The scholarship examination was held in the Central School opposite my home. The day before, Mumford came into our classroom and asked: 'Which is heavier, a pound of feathers or a pound of lead?' Hands shot up, offering to give our opinions. He pointed to me and I said confidently: A pound of lead. Mumford shook his head sorrowfully and said to Kay; 'It looks bad for tomorrow doesn't it? I felt crestfallen and gloomy, and sure I had no hopes of passing.
Each of us had a card with a number, which was to be put instead of names on our papers: mine was 1326. We sat at single desks, spaced well apart, with Central Schoolmasters invigilating. I remember hardly anything of the question papers: only that the essay subject I chose was 'My ideal half-holiday', and we had to correct ambiguous sentences one of which was "After partaking of a hearty breakfast, the balloon set of". I did not think I had done well at all.
The first intimation was an official letter to my father from the Essex Education Committee, requesting him to state his income. It must have come by the evening post; I remember him opening it at the tea table. As he realized what it meant, a great smile spread across his lace and he said: 'You've done it!' The next morning Mumford, also highly delighted, told the school that three had passed for the Monoux School this year: Eric Harris, Dennis Sewell and I. We had to go and stand on the platform and he clapped. After that came a list of schools my parents might choose from, and the Monoux School's prospectus.
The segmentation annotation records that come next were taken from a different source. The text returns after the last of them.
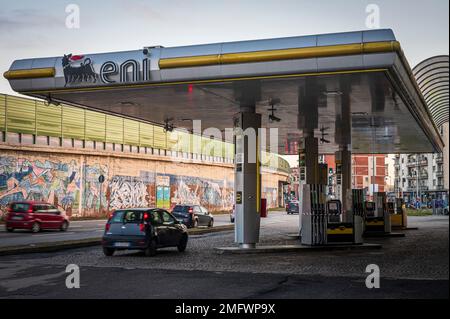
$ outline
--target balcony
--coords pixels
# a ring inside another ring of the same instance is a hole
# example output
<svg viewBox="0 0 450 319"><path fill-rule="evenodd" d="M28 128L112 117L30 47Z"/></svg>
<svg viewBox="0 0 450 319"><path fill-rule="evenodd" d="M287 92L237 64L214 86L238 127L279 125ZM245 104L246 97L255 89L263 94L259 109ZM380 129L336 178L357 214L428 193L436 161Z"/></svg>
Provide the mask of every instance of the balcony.
<svg viewBox="0 0 450 319"><path fill-rule="evenodd" d="M444 171L436 171L435 175L436 175L436 177L443 177Z"/></svg>
<svg viewBox="0 0 450 319"><path fill-rule="evenodd" d="M423 191L427 191L427 190L429 190L428 186L425 186L425 185L419 186L419 192L423 192ZM416 192L417 187L416 186L408 186L407 191L408 192Z"/></svg>
<svg viewBox="0 0 450 319"><path fill-rule="evenodd" d="M417 162L415 160L410 160L406 163L406 166L415 167L415 166L417 166Z"/></svg>
<svg viewBox="0 0 450 319"><path fill-rule="evenodd" d="M427 159L419 160L419 166L428 166L428 160Z"/></svg>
Eric Harris's mother told mine that they were unsure about letting him go to Monoux. It was not just keeping a boy at school until he was l6 instead of 14, and buying the uniform; there would be extra expenses all the time. He did go, but in later years I met men who had passed scholarship examinations and not gone for the same reason: their families could not afford it. A number of my friends at the Monoux School existed in a continual half-guilty state, conscious that their parents were making big sacrifices for them.
My parents talked to other people too. One of them was Mr Holdsworth, who had a clothing shop in High Street. His sons had both passed the examination a few years before, and he said he decided to let them go because he was doing all right in business at the time (one of them became Judge Holdsworth). There was also somebody who knew a Monoux master, and he had assured them that scholarship boys were treated the same as others. That was beyond me; I did not know what my mother was talking about when she told me
Despite the applause in the Gamuel Road hall, getting a scholarship led to a lot of ill-feeling. It would be easy to suggest that boys were jealous, but I think it was something deeper than that. I had alienated myself from their world. Obviously I had not done it on purpose, but I had accepted it; and they were showing that they knew and did not like it. Some of my classmates were half-hostile, and I found friends picking quarrels; I had fights. One of them was a close and long-standing friend, and we flew at each other on the waste ground in Longfellow Road with a crowd watching us and yelling. My bony fists did unexpected wonders, and his mother came to our house to complain about his split lip and bloodshot eye.